A future study could mass screen knees of middle-aged people to determine their risk of OA development. As osteophytes are detectable with simple x-ray examination, osteophytes should be detectable at the five sites using multiple X-ray views. Axial MP osteophytes would be detected by the skyline view, coronal LFC and TS by the AP view, sagittal PC by the lateral view, and axial LIC by the tunnel view. Ogawa reported that the tunnel view x-ray can detect intercondylar osteophytes [24]. However, x-ray detection of osteophytes is less sensitive than MRI [25]. The main reason for this was overlapping of the femur or tibia. This seems reasonable because Hayashi et al. [26] reported tomosynthesis can detect osteophytes as effectively as MRI. As osteophytes are bony projections it might be possible to increase efficacy by modifying the direction of the x-ray beam.
The current study has several limitations.

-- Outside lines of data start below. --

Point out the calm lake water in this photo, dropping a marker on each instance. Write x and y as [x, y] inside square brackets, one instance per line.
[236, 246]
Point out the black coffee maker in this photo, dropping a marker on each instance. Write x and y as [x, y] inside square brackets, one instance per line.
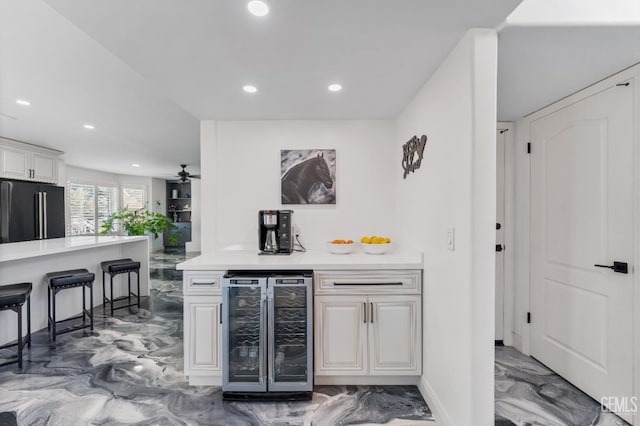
[275, 231]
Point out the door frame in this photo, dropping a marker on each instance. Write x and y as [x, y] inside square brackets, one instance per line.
[522, 259]
[509, 230]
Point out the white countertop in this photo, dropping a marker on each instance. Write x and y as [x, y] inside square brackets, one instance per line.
[315, 258]
[29, 249]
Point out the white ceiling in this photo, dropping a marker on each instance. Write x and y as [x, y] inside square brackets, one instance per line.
[145, 72]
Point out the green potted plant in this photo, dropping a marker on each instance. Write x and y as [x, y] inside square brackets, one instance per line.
[140, 222]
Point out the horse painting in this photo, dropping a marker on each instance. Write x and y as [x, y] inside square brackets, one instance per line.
[309, 181]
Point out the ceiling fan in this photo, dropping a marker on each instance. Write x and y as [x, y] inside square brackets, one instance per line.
[185, 175]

First, most subjects in the OAI database had risk factors for OA development so the results of this study may not be applicable to the general population. Second, the constructed model in the present study might be overfitted, thus a future study to confirm the result might be necessary using another data set. We established <55 years old as an inclusion criterion at baseline expecting more participants would develop radiographic OA in 96 months. However, only 32/303 developed OA even employing the incident cohort of OAI composed of participants with risk factors for OA development. This creates a limitation in the statistical analysis.
In conclusion, MRI-detected osteophytes may serve as a predictive biomarker for subsequent KOA development. Five locations within the knee joint were particularly important for discrimination of those knees that developed OA within eight years from those that did not.
Contributions
RT, SK, ST, RA, TS contributed to the conception and design of the study. RT, YO, SW contributed to the acquisition, collection, assembly of data and provision of study materials. YM, TN, YS, YK, TS contributed to the analysis and interpretation of data, technical support, statistical expertise. RT, YS, TS contributed to drafting the article. TO, SK, RA contributed to critical revisions for important intellectual content. All authors contributed to final approval of the final version. TS and RT take responsibility for the integrity of the work. Role of the funding source. No specific funding was used for this study.
Declaration of competing interest
The authors have no conflicts of interest to declare.
Fig. 1 a1, a2: Axial (8 sites), b1, b2: Coronal (7 sites), c1 (lateral), c2 (intercondylar), c3 (medial): Sagittal (10 sites).
MP = medial patella; LP = lateral patella; MPF = medial facet of the patellofemoral joint; LPF = lateral facet of the patellofemoral joint; MFC = medial femoral condyle; LFC = lateral femoral condyle; MIC = medial intra-condylar notch of the femur; LIC = lateral intra-condylar notch of the femur; MTP = medial tibia plateau; LTP = lateral tibia plateau; TS = tibial spine; UPP = upper pole of patella; LPP = lower pole of patella; AC = anterior condyle; PC = posterior condyle; ATP = anterior tibia plateau; PTP = posterior tibia plateau; LPC = lateral posterior condyle; MPC = medial posterior condyle; LATP = lateral anterior tibial plateau; MATP = medial anterior tibial plateau; IATP = intercondylar anterior tibial plateau; LPTP = lateral posterior tibial plateau; MPTP = medial posterior tibial plateau.
Acknowledgments
The OAI dataset is for public use; this manuscript does not necessarily reflect the opinions or views of the OAI investigators, the National Institutes of Health (NIH), or the private funding partners.
Footnotes
Supplementary data to this article can be found online at https://doi.org/10.1016/j.ocarto.2021.100200.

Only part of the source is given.